The RIPE NCC Community Projects Fund opened its call for applications in July 2019. The application period was open for 8 weeks and more than 45 applications from 23 different countries were submitted to the selection committee.
The RIPE NCC Community Projects Fund Selection Committee has reviewed the applications and is happy to announce that the following seven projects have been selected as the 2019 recipients of the RIPE NCC Community Projects Fund.
Congratulations to the selected projects!
IP squatting is the hijacking of unallocated IP address space by malicious networks that use this attack to number botnet command and control hosts, and spam relays with temporary addresses, in order to hinder their detectability and trackability, with IXP prefixes and transferred IP prefixes being particularly vulnerable. These bogus advertisements are often realised as spear attacks, namely highly targeted bogus advertisements to evade detection.The aim of the project is to develop the necessary techniques to enable predictive capabilities in the detection and mitigation of these emerging threats that currently cannot be addressed by the existing tools.
Institute of Computer Science (ICS), Foundation for Research and Technology - Hellas (FORTH)
This project will extend the ARTEMIS open-source tool (funded by the Community Projects Fund in 2017) that performs real-time detection and mitigation of BGP prefix hijacks. ARTEMIS utilises control-plane information from network-external (e.g., RIPE RIS, RouteViews, CAIDA BMP) and local route collectors (e.g., exaBGP), as well as network-specific contextual knowledge supplied by the network operator (such as IP prefix origination, AS-AS peerings, etc.). The project will enrich the functionality of ARTEMIS to evaluate and monitor the impact of a BGP prefix hijacking incident on the data plane. Data-plane monitoring will be enabled through traceroutes to affected IP prefixes. This includes developing a methodology to select the best set of RIPE Atlas probes to launch traceroutes, based on the victim AS, the hijacker AS, and the hijack type.

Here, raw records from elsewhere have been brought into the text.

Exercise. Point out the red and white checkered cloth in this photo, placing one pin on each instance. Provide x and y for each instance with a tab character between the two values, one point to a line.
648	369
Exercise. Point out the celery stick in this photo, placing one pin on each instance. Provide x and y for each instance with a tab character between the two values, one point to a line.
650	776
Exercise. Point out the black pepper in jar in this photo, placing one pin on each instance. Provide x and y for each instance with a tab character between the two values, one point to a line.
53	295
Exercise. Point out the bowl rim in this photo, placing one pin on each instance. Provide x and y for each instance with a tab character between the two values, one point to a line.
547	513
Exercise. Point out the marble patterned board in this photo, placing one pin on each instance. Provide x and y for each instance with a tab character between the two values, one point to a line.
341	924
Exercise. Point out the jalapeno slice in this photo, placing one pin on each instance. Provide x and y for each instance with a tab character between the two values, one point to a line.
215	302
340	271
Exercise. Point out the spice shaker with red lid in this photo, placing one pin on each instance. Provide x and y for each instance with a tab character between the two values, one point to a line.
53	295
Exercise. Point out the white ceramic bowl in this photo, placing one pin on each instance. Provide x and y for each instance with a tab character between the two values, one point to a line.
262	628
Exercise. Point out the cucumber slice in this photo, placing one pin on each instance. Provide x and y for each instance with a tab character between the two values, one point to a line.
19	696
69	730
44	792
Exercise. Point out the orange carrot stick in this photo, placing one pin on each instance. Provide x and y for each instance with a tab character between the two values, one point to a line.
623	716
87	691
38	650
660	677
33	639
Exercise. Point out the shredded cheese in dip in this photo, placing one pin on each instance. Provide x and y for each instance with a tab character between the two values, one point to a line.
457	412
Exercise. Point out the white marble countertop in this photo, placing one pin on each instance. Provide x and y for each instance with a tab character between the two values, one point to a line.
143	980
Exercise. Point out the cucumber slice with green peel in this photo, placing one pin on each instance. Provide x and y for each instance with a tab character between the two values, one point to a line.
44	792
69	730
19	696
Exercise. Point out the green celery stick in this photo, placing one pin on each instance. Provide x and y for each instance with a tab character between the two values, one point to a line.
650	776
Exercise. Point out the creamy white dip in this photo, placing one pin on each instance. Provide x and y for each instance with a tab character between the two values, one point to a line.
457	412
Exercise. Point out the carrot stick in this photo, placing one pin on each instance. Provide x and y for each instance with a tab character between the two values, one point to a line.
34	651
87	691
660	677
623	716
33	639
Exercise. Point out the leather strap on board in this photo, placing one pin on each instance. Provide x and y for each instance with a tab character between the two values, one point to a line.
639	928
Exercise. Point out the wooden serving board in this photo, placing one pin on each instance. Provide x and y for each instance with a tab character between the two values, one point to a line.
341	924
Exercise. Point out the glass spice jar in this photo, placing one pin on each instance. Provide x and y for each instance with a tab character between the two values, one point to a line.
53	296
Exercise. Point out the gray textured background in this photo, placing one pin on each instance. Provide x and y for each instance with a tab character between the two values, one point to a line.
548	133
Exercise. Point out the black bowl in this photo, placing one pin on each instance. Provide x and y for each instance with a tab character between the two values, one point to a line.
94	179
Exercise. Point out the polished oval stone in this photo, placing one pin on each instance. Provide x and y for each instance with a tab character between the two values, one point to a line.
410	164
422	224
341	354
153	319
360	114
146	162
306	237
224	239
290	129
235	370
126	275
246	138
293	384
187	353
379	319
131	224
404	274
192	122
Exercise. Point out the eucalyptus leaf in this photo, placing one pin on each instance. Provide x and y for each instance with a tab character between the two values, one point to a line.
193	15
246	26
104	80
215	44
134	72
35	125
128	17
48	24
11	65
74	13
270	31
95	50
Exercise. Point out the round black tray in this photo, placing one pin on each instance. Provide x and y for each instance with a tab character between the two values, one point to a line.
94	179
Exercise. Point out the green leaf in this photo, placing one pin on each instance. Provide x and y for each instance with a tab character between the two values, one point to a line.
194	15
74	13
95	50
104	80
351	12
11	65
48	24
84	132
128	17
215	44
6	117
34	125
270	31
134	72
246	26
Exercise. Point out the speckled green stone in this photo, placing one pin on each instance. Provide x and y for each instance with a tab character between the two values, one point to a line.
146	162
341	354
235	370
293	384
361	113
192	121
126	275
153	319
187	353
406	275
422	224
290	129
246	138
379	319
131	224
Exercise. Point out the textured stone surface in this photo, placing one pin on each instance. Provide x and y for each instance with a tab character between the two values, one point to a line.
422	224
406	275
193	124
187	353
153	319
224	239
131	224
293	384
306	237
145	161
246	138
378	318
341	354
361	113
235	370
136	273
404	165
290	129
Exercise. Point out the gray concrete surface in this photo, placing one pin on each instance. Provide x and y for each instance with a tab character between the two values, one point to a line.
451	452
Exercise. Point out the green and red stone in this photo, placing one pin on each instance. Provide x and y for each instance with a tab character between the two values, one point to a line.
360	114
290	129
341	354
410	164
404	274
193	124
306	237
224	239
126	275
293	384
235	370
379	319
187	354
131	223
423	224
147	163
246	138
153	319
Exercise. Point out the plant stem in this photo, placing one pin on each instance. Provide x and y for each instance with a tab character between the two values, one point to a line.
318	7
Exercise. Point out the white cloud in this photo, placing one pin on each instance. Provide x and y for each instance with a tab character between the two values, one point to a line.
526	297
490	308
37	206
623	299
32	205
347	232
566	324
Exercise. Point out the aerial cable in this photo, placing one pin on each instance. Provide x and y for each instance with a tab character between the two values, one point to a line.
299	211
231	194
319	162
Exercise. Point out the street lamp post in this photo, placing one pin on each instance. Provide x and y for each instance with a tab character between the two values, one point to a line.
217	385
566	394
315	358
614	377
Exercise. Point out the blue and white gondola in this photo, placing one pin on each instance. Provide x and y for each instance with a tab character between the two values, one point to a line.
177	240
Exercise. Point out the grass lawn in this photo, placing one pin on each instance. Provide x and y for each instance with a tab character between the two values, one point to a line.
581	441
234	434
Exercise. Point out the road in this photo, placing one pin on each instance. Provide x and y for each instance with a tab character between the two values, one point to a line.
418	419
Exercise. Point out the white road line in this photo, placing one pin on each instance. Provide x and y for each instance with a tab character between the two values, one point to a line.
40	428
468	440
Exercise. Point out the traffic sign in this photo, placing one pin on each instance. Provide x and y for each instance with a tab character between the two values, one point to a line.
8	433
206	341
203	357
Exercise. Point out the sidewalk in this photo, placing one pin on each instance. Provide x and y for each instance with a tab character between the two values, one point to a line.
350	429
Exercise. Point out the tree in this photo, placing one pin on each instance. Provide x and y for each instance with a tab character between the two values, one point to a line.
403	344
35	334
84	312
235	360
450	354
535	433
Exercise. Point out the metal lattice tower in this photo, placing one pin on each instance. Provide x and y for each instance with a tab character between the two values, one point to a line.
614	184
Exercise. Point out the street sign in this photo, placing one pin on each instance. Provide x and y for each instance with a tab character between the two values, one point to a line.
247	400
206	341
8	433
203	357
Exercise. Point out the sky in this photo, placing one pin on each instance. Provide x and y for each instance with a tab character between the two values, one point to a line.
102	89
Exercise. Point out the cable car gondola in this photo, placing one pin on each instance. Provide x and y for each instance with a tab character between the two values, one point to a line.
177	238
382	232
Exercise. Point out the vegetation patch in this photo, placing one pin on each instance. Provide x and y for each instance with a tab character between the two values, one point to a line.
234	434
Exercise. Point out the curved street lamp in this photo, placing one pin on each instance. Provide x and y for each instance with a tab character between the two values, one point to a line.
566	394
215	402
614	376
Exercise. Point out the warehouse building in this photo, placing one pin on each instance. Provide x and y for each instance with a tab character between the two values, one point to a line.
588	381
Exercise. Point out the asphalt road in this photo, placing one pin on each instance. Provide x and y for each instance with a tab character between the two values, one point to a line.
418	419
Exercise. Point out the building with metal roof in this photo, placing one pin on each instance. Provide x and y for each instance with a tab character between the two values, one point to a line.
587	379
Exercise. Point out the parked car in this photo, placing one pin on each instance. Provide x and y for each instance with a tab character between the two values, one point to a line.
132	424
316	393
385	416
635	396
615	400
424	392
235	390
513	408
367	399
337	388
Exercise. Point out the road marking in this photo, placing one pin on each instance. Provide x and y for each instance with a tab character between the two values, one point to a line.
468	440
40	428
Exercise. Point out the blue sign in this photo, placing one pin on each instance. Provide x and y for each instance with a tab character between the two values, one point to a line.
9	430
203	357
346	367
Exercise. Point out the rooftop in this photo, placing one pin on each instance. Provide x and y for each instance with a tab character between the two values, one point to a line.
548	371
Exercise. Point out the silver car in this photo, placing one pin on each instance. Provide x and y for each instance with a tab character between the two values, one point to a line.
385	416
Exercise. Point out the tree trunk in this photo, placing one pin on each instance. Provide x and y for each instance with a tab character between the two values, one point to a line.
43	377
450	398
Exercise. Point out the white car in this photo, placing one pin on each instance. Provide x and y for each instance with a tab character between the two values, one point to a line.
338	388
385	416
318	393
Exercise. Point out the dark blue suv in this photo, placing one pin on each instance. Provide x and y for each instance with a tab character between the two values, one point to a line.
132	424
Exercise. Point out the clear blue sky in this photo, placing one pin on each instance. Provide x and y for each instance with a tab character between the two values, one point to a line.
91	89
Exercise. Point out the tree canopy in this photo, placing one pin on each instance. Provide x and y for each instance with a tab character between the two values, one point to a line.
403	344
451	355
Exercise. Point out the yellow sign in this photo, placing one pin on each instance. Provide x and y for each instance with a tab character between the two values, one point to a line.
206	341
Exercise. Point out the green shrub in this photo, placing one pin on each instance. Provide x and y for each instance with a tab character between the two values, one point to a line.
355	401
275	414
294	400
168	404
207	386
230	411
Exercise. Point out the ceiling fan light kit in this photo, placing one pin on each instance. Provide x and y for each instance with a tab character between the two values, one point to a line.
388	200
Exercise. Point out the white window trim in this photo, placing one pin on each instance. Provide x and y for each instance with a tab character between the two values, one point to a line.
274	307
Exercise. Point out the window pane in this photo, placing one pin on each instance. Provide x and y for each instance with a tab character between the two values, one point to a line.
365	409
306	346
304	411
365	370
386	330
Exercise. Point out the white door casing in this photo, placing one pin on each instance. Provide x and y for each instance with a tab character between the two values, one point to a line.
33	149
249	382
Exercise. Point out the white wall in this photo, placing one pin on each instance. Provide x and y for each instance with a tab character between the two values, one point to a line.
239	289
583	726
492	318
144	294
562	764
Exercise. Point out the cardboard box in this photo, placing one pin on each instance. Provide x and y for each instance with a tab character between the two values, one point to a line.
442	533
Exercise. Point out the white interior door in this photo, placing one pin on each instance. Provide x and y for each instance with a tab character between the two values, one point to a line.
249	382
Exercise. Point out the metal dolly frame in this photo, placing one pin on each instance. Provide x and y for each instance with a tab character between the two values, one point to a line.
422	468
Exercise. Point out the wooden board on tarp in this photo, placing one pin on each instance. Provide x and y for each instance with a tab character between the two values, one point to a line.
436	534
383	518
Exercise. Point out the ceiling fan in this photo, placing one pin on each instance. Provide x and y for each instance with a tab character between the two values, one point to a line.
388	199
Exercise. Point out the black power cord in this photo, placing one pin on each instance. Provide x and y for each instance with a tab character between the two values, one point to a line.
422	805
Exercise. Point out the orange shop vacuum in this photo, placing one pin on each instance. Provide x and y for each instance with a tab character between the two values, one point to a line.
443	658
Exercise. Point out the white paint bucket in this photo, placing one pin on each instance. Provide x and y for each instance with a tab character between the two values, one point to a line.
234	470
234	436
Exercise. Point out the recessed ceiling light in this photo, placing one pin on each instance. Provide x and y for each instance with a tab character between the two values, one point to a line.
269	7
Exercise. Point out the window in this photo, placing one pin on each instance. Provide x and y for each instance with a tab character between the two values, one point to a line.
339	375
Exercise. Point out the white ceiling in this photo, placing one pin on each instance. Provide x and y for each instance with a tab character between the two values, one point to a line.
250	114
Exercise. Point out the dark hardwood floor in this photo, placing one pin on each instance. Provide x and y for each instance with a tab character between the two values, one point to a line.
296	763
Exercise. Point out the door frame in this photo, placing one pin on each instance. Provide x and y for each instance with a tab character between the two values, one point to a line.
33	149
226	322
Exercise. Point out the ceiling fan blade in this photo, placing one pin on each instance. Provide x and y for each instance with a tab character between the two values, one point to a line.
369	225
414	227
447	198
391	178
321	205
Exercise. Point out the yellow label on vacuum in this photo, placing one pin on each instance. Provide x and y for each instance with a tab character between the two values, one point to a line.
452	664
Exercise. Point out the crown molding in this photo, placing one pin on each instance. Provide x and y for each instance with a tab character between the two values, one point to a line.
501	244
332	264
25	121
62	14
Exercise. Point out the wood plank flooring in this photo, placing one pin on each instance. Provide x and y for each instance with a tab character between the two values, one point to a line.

The Internet consists of more than 65k autonomous networks which work together based on mutual trust. Some of these networks include fake ASNs that are responsible for malicious traffic (spam, botnet, DDoS). The ASNR project aims to create a ‘looking glass’ that can be used by the Internet community to search and display ASNs action and quickly detect fake ASNs.
Cryptofuzz, C++, open source (GPL3), leverages fuzzing to find security bugs in cryptography libraries. Results of operations (eg., cryptographic hashing, symmetric encryption) are compared with the output of other libraries performing the same operation in order to find implementation anomalies.
The Tor Project
The Tor Project wants to step-up their IPv6 support by improving their software and increasing the number of Tor network relays that support IPv6. As a result of this work, all IPv6-first or IPv6-only users in the RIPE region will have a more reliable experience on the Tor network. This project can have an instantaneous benefit for censored users: some censorship equipment only supports IPv4, so having IPv6 support on the Tor network immediately creates broader access to censorship circumvention. Over time, this project has the potential to impact the one million plus daily Tor users in the RIPE service region.
IRRexplorer allows network operators to explore IRR, BGP and RPKI data, and the consistency between these sources. Misconfigurations or rogue entries in any of these data sources can have an operational impact, such as increased vulnerability to BGP hijacks and increased chances of down time. Therefore it’s important for operators to be aware of issues and be assisted in resolving them. The IRRexplorer provides feedback to network operators on what they can potentially improve on. For example, which old route objects could be deleted or which IRR database is the best for a given prefix to register route announcements.
This project looks at the quality of, and discrepancies between RPKI repositories to enable operator to troubleshoot their Certificate Authority and Relying Party software deployment. With the increasing adoption of the Resource Public Key Infrastructure (RPKI) for BGP origin validation, the quality of data inside RPKI repositories directly affects the state of the Internet more each day. However, analysis and monitoring tools for this data, are not available to the community yet. This project will invest in researching the state of RPKI repositories to ensure a healthy RPKI ecosystem for the whole community.
We’d like to thank everyone that showed interest in the fund.